とある日記
○月☓日
今日も虐めは止まらない。陰湿な奴らめ、と唾を吐いても私達を救ってくれる人は現れない。
やつらめ、証拠を徹底的に潰しているし正義実現委員会も上も他派閥も見て見ぬふりだ。
同じ一年のあの二人は話が分かり、協力してくれているのが救いだが…いじめグループは上級生が主体、しかも地位もそれなりにあるときた。
…立場の弱い私達ではどうしようもない。
けれど、これで終わるわけには行かない…私だけがターゲットならばともかく、あの子達まで標的なんだ。
考えなくちゃ、どうにかする方法を、術を…!
○月△日
一人嵌めた。いい気味だ。
派閥を追われ一人ぼっち、虐められ居場所を奪われそして外に追いやられた。
そうだ、摘発ができないなら最初からこうすればよかったんだ。
アイツラが私を標的にした理由…賢いから、それを活かせばよかったんだ!
アイツラの処理はアイツラにしてもらえば良い、なんてシンプルな解決策なんだろうか!
…あの二人には、そして皆には悪いが、私一人で終わらせる。巻き込むわけにはいかない、万が一、万が一この行為がバレれば…破滅するだろうから。
○月□日
聖歌隊に入らないかと勧誘された。
聖歌隊?確か既に無くなっている部活の筈だがと聞いてみれば、そうです、と頷きながらも
「それでも、どうしても、復活させたい」と彼女は言う。
そしてどうやら口だけではなく、各地を駆け巡っては勧誘をし、アルバイトをして資金を稼ぎ、その上で成績を疎かにしないように勉強を頑張っている。

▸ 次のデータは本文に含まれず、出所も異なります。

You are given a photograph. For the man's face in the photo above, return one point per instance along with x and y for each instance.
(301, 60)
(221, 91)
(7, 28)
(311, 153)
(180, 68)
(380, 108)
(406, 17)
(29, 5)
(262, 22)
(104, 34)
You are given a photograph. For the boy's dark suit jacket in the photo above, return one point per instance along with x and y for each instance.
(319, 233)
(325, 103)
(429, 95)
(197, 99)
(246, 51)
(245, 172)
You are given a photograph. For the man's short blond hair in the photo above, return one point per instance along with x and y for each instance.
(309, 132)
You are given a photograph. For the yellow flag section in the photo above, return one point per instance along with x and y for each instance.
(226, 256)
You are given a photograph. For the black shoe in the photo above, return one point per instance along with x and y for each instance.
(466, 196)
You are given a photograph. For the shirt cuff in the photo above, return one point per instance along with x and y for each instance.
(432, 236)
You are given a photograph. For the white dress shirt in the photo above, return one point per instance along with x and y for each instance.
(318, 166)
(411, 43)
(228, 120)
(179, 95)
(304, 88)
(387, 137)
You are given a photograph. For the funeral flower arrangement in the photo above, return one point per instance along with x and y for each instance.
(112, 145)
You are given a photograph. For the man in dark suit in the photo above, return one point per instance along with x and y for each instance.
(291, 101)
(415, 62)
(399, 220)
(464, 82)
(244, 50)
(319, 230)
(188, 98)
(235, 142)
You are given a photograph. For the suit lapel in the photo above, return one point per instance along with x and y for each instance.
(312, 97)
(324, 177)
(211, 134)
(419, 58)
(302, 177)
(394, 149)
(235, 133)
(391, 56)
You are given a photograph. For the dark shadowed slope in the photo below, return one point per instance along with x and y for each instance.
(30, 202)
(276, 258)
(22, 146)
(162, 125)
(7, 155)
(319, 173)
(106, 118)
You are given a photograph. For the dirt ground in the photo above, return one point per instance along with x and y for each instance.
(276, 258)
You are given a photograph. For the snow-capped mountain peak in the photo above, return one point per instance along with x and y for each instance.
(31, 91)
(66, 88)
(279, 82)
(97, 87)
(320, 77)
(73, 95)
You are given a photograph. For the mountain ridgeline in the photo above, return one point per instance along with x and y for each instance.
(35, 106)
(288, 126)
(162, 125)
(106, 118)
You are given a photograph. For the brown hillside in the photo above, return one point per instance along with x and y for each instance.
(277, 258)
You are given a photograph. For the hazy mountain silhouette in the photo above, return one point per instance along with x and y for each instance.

…眩しい。私の今の目的とは真反対、ちゃんとした夢のために進む彼女は私にとって眩しすぎた。
だから、私が関わるべきではない。
彼女の夢は私のような者が汚して良いものじゃない。
彼女には悪いけれど、断らせてもらおう。
計画は順調、私達への虐めが無くなるのも時間の問題だろう。
…けれど、それだけでは他の生徒へターゲットが向くかもしれない。
やるなら、徹底的にやるしかない。
△月□日
奴らのグループ…と言っても下っ端の方だけではあるが、雰囲気が悪くなってきた。
最早私達に構う余裕は無くなってきたようで、こちらへの虐めは日に日に少なくなってきている。
皆は首を傾げつつも…どこか、感づいている様子ではあった。けれど、何も言わないでくれた。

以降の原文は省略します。